И это было отчасти потому, что преподаватели факультета социологии не только учили, но и участвовали. Например, они с жаром выступали против войны. Когда профессора узнали, что у студентов должен быть определенный средний балл, чтобы их не призвали в армию, они решили вообще не ставить оценок. А когда администрация сказала, что, если профессора не поставят оценок, все студенты провалятся, Морри нашел решение: «Давайте всем им поставим высший балл». Так они и сделали. Точно так, как преобразился университет, преобразился и факультет Морри, начиная с джинсов и сандалий, которые теперь в рабочее время носили преподаватели, и кончая аудиториями, полными дыхания жизни. Профессора стали предпочитать лекциям дискуссии, а теорию — опыту. Студентов посылали «в глубинку» южных штатов защищать гражданские права или на практику в бедные районы больших городов. Они отправлялись в Вашингтон на марши протеста, и Морри нередко вел автобус со своими студентами.

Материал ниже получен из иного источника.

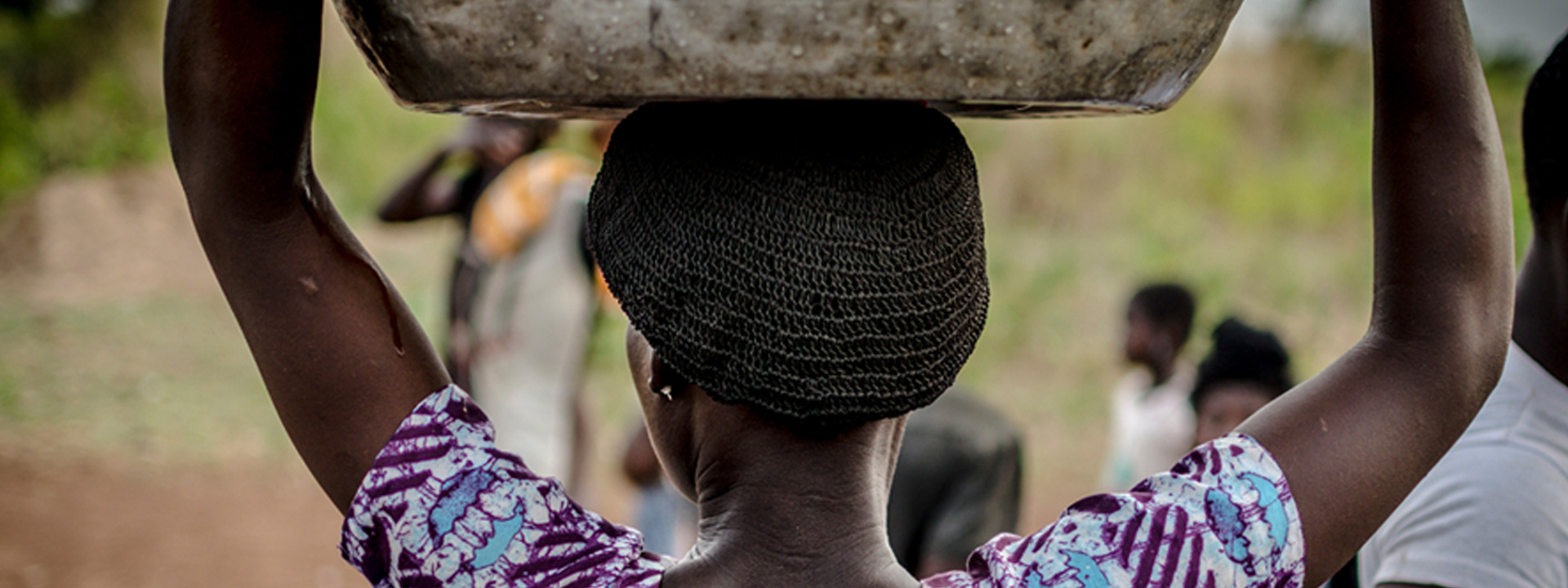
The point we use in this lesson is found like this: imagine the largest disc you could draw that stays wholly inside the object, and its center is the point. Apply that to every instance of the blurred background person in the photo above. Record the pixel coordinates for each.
(521, 303)
(1150, 417)
(1494, 511)
(957, 483)
(482, 151)
(1244, 371)
(533, 311)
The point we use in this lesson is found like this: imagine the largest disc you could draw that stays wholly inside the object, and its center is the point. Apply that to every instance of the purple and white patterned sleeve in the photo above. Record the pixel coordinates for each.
(1223, 516)
(443, 507)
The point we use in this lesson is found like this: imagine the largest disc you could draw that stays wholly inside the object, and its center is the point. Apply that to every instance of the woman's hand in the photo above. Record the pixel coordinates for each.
(1355, 439)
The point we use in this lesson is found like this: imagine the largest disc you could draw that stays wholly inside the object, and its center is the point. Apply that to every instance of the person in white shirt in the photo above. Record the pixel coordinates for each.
(1494, 511)
(1152, 422)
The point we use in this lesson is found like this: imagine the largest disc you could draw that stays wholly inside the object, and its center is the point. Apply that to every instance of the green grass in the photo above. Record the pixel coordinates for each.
(1254, 190)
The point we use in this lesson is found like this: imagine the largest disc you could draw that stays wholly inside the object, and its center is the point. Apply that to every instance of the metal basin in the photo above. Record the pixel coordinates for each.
(601, 59)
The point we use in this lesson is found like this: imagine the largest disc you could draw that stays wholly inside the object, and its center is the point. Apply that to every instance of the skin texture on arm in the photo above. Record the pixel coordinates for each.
(342, 356)
(1355, 439)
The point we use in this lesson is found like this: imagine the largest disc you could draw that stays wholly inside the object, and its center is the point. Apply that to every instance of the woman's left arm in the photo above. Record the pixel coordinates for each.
(342, 356)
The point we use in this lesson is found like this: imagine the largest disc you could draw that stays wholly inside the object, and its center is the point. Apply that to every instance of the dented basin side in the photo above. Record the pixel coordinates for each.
(966, 57)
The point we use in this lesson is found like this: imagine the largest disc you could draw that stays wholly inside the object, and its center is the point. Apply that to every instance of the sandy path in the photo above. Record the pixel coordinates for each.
(83, 523)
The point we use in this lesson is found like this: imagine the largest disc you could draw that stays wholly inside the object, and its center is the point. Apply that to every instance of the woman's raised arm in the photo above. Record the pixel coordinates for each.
(341, 353)
(1355, 439)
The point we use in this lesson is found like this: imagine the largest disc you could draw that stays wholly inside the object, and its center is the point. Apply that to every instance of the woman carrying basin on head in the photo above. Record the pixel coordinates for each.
(799, 278)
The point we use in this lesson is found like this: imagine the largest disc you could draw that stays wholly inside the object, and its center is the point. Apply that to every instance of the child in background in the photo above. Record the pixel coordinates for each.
(1242, 372)
(1150, 419)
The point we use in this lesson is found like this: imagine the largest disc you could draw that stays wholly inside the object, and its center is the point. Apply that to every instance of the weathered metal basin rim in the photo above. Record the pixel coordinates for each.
(601, 59)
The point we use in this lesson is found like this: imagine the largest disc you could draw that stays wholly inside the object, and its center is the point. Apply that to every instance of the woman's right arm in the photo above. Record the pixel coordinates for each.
(1355, 439)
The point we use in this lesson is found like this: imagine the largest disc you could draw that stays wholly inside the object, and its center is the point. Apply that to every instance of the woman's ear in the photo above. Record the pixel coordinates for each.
(664, 380)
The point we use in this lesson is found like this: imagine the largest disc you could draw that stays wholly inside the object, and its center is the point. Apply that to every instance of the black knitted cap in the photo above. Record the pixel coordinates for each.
(819, 261)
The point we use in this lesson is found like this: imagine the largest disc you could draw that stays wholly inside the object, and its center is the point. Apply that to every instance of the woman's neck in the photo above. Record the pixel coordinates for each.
(784, 511)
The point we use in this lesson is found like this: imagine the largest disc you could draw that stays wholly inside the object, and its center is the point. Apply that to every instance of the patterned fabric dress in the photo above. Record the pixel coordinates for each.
(443, 507)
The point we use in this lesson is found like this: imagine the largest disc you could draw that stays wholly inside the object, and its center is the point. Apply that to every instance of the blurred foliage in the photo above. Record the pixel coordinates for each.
(1254, 190)
(78, 87)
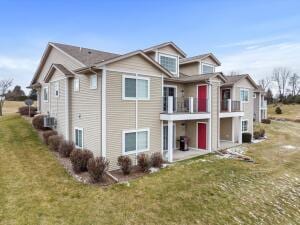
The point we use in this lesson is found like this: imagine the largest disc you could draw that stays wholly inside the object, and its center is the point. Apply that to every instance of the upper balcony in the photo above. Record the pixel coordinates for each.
(263, 104)
(184, 108)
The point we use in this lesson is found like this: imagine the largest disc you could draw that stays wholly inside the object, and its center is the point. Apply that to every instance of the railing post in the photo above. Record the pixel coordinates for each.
(229, 105)
(170, 104)
(191, 104)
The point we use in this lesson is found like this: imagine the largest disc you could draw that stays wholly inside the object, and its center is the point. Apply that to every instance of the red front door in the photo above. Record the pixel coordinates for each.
(202, 96)
(202, 135)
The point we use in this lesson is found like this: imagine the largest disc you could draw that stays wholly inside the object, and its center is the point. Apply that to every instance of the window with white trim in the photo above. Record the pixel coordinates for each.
(206, 68)
(56, 89)
(93, 81)
(78, 137)
(135, 141)
(169, 62)
(244, 125)
(45, 94)
(244, 95)
(76, 84)
(135, 88)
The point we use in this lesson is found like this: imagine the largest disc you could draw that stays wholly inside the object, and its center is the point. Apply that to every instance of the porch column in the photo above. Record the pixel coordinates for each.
(240, 130)
(232, 129)
(170, 140)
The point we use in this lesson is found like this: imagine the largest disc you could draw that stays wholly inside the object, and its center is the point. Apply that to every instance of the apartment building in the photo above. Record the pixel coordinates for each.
(143, 101)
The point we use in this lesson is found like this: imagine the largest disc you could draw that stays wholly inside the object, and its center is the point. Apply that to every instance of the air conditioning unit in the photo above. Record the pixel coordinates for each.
(49, 122)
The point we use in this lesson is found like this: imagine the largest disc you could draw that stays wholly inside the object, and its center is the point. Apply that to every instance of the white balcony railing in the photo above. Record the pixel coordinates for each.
(264, 104)
(184, 105)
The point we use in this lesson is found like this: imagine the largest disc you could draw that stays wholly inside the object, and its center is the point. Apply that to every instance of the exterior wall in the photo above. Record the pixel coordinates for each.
(248, 106)
(190, 68)
(54, 56)
(191, 131)
(130, 115)
(256, 107)
(226, 129)
(215, 110)
(85, 113)
(57, 108)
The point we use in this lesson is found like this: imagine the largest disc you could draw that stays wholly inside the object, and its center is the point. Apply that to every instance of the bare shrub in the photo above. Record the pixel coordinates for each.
(97, 167)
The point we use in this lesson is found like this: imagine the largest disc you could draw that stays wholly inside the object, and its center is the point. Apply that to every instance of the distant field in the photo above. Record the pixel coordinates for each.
(288, 111)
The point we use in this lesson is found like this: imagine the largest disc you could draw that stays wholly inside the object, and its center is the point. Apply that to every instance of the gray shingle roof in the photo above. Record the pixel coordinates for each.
(85, 55)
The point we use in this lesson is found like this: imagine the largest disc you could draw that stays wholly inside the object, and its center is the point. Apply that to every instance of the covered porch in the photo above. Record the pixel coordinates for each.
(185, 139)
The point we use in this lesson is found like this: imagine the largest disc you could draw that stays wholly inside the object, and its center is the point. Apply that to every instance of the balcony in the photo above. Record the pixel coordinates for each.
(184, 108)
(263, 104)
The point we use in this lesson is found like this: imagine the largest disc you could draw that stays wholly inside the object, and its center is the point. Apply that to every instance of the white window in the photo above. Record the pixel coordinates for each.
(56, 89)
(79, 137)
(45, 94)
(76, 84)
(136, 141)
(135, 88)
(207, 68)
(244, 95)
(169, 62)
(244, 125)
(93, 81)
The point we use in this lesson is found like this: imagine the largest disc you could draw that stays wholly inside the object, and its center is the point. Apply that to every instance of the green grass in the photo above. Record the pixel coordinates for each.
(35, 189)
(288, 111)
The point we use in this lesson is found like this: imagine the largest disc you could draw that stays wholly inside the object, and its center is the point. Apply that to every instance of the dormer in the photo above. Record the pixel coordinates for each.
(168, 55)
(200, 64)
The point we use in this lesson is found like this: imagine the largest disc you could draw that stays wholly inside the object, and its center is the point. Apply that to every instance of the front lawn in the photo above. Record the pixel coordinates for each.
(35, 189)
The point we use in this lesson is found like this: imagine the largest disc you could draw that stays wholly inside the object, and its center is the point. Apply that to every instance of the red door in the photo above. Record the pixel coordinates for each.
(202, 96)
(202, 135)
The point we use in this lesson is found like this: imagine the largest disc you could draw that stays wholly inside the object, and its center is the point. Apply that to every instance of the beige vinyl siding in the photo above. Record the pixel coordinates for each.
(121, 116)
(190, 68)
(86, 113)
(57, 107)
(248, 106)
(226, 129)
(256, 107)
(215, 120)
(55, 56)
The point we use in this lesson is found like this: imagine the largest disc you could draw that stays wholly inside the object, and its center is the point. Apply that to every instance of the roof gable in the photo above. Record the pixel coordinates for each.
(59, 67)
(170, 43)
(200, 57)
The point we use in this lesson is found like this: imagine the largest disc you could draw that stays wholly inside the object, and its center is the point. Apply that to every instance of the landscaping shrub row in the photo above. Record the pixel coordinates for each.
(24, 111)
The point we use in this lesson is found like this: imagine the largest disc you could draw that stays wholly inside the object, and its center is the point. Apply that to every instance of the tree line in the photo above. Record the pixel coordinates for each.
(285, 82)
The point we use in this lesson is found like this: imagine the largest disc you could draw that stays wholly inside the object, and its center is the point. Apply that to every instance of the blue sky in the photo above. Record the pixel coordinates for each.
(247, 36)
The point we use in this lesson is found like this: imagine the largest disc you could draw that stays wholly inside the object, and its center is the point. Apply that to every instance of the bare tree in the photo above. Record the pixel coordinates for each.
(294, 82)
(265, 83)
(280, 77)
(4, 86)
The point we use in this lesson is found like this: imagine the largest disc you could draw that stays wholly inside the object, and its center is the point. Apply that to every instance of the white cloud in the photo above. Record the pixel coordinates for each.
(19, 69)
(260, 60)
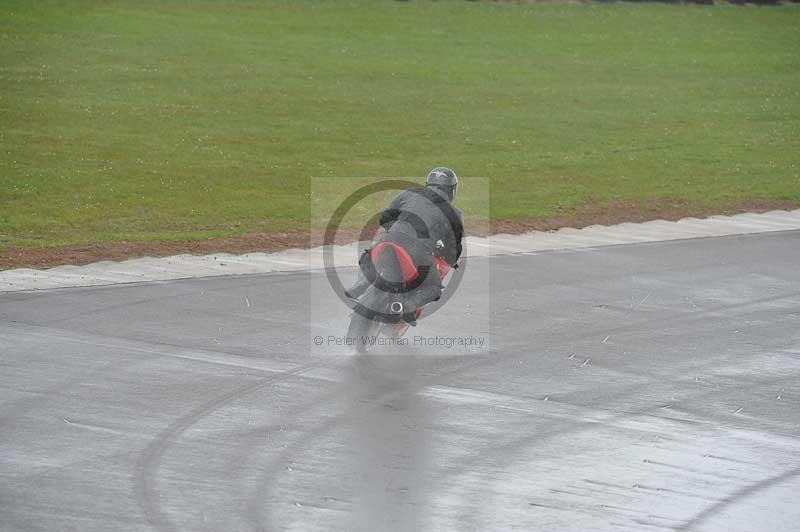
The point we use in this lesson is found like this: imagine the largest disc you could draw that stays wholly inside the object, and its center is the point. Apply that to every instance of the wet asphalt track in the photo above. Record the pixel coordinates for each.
(638, 387)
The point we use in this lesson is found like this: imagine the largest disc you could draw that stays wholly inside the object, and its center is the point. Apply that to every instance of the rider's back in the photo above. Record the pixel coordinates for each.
(428, 217)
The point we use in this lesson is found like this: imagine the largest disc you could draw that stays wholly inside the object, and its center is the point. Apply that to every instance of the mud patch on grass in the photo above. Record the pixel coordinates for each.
(602, 212)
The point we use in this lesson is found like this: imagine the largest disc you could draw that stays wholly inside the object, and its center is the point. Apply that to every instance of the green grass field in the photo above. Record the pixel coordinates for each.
(170, 120)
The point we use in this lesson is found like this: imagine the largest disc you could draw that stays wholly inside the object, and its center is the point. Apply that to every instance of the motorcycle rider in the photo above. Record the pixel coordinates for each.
(425, 222)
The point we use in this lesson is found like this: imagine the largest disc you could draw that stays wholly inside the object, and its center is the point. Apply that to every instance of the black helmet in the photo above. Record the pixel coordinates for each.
(444, 179)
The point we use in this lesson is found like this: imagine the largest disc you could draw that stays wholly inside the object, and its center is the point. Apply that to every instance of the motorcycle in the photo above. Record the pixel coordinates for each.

В одной из таких поездок Морри с легким изумлением наблюдал, как женщины в развевающихся юбках вставили цветы в стволы винтовок, а потом уселись на лужайку и, взявшись за руки, силой духа пытались вознести на небеса Пентагон.
— Сдвинуть его им не удалось, — вспоминал потом Морри. — Но отчего ж не попробовать?
А однажды группа негритянских студентов университета Брандейса захватила один из корпусов и водрузила на нем стяг с надписью: «Университет Малколма Икс***». В этом корпусе были химические лаборатории, и администрация волновалась, что радикалы делают в его подвале бомбы. Но Морри-то знал, в чем действительно было дело. Он понимал: эти люди хотели, чтобы признали их значимость.
Бунт затянулся на недели. И мог бы продлиться еще дольше, если бы как-то раз Морри не проходил мимо корпуса и один из бунтовщиков не узнал своего любимого преподавателя и не закричал ему, чтобы он влез к ним через окно.
Часом позже Морри уже вылезал через окно со списком требований бунтарей. Он принес список президенту университета, и дело было улажено.
Морри всегда удавалось решать дела миром.
В университете Брандейса Морри преподавал социологию, социальную психологию, читал курс о психическом здоровье и психических болезнях, о поведении человека в группе. При этом он мало внимания уделял тому, что теперь называют навыками карьеры, всерьез сосредоточившись на развитии личности.
В наши дни студенты факультета юриспруденции или бизнеса наверняка сочли бы его занятия наивно-глупыми и бесполезными. Сколько денег заработают его студенты? Сколько крупных дел в суде выиграют?
Но в то же время кто из этих студентов-юристов и бизнесменов приходит навестить своего старого профессора после окончания колледжа? А студенты Морри приходили к нему то и дело. А в последние дни его жизни к нему приезжали сотни бывших студентов из Бостона, Нью-Йорка, Калифорнии, Лондона, Швейцарии; из крупных компаний и школ бедных районов. Они звонили, они писали. Они проезжали на машине сотни миль, только чтобы повидаться с ним, поговорить, увидеть его улыбку.
И каждый из них говорил: «У меня в жизни не было другого такого учителя».
Посещая Морри, я начал читать о смерти: о том, как представители различных культур смотрят на уход из жизни. Например, в арктическом районе Северной Америки есть племя, которое верит в то, что у всего на земле есть душа, и эта душа в миниатюре повторяет форму того, в чем она обретается. В олене есть крохотный олень, а в человеке — крохотный человек. И когда большее существо умирает, крохотное продолжает жить. Оно может переместиться во что-то рожденное поблизости или отправиться во временный приют отдохновения на небеса в утробе Великого Женского Духа и ждать там, пока луна не отправит его назад на землю.